揖譲(ゆうじょう)とは、弓術の競技を行うものが競技場に至る階段に上る前、上る時、競技が終わって階段を下りるときに一礼し敗れた者が罰杯として酒を飲むという習慣のことである。
世間には、いかなる場合においても争いをすることはいけないと言う人が多いと思われる。しかし、争いは決して常に拒み退けるべきことではないということも言えるのではないか。
孟子も、「敵国外患なき者は国恒に滅ぶ」と言っている。(外患(がいかん):外部から圧迫を受ける心配。外国から攻められる心配)まさにそのとおりであり、国家が健全な発展を遂げるには、商工業においても、学術技芸においても、外交においても、常に外国と争って必ずこれに勝つという意気込みがなければならない。
それは、一個人においても同じで、敵と争って必ず勝ってみせるという気概がなくては、決して発達進歩するものではない。
『論語』には「克己復礼」の語がある。「己(おのれに)に克(か)ちて礼に復(かえ)る」ということも、つまりは争いである。私利私欲と争い、善をもって悪に勝たねば、人は人たる道を歩んでゆくようにはならない。
ということは、人は、徳を修めて立派な人間になるには、どうしても争いを避けるわけにはいかないということになる。品性の向上発展は、悪との争いによって初めて成し遂げられるのである。

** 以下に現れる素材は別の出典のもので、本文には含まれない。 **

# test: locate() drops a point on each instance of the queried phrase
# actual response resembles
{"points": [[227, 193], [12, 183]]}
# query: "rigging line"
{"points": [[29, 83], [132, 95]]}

争いは、社会の進歩の上にも、国家の上にも、個人の発展の上にも、品性の向上の上にも、なければならないものである。

企業も同様である。常に外部(他社)との争いがあり、そこで切磋琢磨してこそ発展があります。他社の良いところを学び、それを極め如何にして自分のものにしていくのか。ただ、そこには善悪の判断が当然必要であります。正しい判断のもと、外との争いに勝てる組織と個人の進化が必要です。そして、そこには必ず、敵と争って必ず勝つという“気概”が必要かと思います。